PaLM (Pathways Language Model) is a 540 billion-parameter transformer-based large language model (LLM) developed by Google AI.[1] Researchers also trained smaller versions of PaLM (with 8 and 62 billion parameters) to test the effects of model scale.[2]
The model was first announced in April 2022 and remained private until March 2023, when Google launched an API for PaLM and several other technologies.[6] The API was initially available to a limited number of developers who joined a waitlist before it was released to the public.[7]
Google and DeepMind developed a version of PaLM 540B (the parameter count, 540 billion), called Med-PaLM, that is fine-tuned on medical data and outperforms previous models on medical question answering benchmarks.[8][9] Med-PaLM was the first to obtain a passing score on U.S. medical licensing questions, and in addition to answering both multiple choice and open-ended questions accurately, it also provides reasoning and is able to evaluate its own responses.[10]
In May 2023, Google announced PaLM 2 at the annual Google I/O keynote.[14] PaLM 2 is reported to be a 340 billion-parameter model trained on 3.6 trillion tokens.[15]

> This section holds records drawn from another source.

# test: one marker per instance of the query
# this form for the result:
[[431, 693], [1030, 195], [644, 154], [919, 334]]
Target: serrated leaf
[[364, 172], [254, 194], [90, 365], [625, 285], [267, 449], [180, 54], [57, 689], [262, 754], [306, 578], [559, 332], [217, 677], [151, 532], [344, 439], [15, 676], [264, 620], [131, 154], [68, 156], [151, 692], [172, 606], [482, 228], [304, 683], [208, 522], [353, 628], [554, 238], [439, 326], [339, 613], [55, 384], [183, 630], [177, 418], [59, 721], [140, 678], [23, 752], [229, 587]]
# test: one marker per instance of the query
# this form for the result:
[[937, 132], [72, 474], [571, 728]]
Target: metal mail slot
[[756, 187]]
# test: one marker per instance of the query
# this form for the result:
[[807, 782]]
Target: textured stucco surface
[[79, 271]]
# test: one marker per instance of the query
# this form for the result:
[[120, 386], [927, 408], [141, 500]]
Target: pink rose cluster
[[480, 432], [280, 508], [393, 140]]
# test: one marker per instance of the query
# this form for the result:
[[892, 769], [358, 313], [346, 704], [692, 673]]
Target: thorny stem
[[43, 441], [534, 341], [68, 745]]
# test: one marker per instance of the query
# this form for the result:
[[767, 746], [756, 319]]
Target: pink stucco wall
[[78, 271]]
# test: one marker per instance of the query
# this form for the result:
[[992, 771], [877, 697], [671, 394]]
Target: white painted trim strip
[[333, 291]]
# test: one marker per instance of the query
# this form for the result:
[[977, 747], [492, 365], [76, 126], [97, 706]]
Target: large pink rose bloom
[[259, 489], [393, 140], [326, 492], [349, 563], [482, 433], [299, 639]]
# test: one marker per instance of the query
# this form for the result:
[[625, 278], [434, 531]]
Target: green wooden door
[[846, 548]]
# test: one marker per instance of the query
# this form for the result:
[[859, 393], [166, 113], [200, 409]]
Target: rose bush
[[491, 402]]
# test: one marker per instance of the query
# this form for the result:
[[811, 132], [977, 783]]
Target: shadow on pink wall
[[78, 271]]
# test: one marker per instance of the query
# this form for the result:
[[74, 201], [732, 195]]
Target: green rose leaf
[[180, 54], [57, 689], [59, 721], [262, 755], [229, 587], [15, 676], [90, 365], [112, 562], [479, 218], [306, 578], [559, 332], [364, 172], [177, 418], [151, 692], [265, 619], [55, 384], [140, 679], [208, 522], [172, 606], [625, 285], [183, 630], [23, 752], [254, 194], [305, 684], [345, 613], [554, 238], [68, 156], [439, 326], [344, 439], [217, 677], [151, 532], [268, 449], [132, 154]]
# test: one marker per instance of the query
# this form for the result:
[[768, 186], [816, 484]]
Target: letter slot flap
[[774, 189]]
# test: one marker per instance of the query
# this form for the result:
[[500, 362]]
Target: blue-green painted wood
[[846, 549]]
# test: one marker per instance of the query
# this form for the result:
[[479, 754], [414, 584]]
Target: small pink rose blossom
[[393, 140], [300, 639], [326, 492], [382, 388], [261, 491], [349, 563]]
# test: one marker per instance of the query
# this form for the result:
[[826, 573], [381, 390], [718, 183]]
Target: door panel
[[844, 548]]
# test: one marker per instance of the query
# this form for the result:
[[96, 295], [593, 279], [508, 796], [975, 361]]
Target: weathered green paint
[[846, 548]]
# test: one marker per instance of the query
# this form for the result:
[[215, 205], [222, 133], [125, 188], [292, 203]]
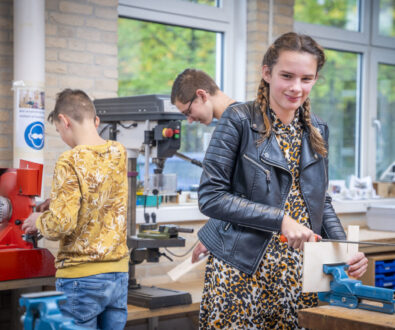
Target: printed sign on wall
[[30, 119]]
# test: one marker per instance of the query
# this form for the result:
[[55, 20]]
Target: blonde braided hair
[[300, 43]]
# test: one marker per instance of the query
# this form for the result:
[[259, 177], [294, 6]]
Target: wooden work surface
[[366, 234], [27, 283], [339, 318], [195, 288]]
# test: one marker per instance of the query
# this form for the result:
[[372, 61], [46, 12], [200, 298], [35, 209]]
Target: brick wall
[[258, 12], [6, 75], [81, 52]]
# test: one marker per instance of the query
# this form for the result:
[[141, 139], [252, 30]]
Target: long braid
[[316, 140], [263, 101]]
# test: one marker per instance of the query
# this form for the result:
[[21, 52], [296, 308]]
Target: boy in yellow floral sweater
[[87, 213]]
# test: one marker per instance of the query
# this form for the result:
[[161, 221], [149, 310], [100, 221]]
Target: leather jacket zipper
[[267, 172]]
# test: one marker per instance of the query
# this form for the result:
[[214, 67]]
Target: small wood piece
[[316, 254], [185, 267], [340, 318]]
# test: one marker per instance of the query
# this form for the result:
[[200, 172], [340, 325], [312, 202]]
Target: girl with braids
[[265, 174]]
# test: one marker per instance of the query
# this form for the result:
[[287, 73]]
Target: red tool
[[19, 256], [284, 239]]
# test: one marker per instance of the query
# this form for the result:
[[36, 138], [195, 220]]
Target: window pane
[[334, 99], [387, 18], [385, 154], [343, 14], [150, 56], [214, 3]]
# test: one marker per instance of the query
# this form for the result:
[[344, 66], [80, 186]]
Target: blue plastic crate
[[385, 280], [385, 266]]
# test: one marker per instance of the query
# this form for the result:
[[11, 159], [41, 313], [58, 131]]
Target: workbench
[[195, 288], [340, 318]]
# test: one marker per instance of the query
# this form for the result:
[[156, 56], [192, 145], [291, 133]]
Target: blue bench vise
[[43, 313], [349, 293]]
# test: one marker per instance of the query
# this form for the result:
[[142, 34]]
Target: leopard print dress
[[271, 297]]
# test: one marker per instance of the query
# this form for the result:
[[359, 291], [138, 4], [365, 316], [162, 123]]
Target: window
[[157, 40], [355, 95], [335, 13], [334, 99]]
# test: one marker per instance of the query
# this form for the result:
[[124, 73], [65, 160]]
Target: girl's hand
[[358, 265], [296, 233], [197, 251], [29, 225]]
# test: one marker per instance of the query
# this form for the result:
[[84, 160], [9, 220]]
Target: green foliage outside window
[[151, 55], [385, 153], [387, 18]]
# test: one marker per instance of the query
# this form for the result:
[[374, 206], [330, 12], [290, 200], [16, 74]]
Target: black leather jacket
[[244, 186]]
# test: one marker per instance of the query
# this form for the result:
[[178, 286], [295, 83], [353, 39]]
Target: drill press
[[148, 125]]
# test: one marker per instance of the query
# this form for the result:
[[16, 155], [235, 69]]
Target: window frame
[[370, 45], [230, 20]]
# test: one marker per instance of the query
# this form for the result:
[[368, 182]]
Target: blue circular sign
[[34, 135]]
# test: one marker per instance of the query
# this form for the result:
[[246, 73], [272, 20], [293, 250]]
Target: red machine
[[19, 256]]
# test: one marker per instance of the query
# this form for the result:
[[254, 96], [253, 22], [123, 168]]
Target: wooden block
[[184, 267], [316, 254], [340, 318], [369, 278]]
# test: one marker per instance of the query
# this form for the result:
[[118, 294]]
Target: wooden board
[[316, 254], [339, 318]]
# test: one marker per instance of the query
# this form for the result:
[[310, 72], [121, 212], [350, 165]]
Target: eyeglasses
[[188, 111]]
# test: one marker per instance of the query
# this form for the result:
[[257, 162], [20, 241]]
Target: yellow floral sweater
[[88, 211]]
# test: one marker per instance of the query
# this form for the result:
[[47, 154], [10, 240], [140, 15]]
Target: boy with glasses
[[198, 97]]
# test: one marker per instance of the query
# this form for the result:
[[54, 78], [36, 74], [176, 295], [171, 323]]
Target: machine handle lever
[[165, 255], [284, 240]]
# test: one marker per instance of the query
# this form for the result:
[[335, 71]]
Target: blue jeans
[[97, 301]]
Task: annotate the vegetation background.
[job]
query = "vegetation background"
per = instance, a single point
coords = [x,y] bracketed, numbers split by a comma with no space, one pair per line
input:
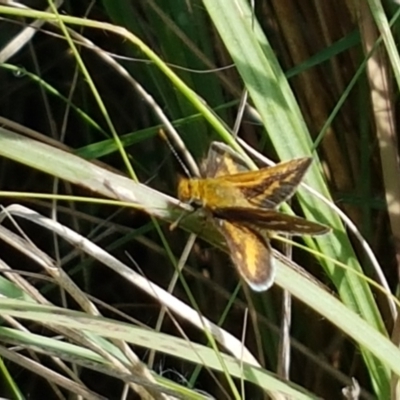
[86,87]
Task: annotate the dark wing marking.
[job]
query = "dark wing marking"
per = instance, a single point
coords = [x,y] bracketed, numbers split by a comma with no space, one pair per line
[270,186]
[271,220]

In June 2023, Google announced AudioPaLM for speech-to-speech translation, which uses the PaLM-2 architecture and initialization.[16]
Training
PaLM is pre-trained on a high-quality corpus of 780 billion tokens that comprise various natural language tasks and use cases. This dataset includes filtered webpages, books, Wikipedia articles, news articles, source code obtained from open source repositories on GitHub, and social media conversations.[1][2] It is based on the dataset used to train Google's LaMDA model.[2] The social media conversation portion of the dataset makes up 50% of the corpus, which aids the model in its conversational capabilities.[2]
PaLM 540B was trained over two TPU v4 Pods with 3,072 TPU v4 chips in each Pod attached to 768 hosts, connected using a combination of model and data parallelism, which was the largest TPU configuration.[2][17] This allowed for efficient training at scale, using 6,144 chips, and marked a record for the highest training efficiency achieved for LLMs at this scale: a hardware FLOPs utilization of 57.8%.[3]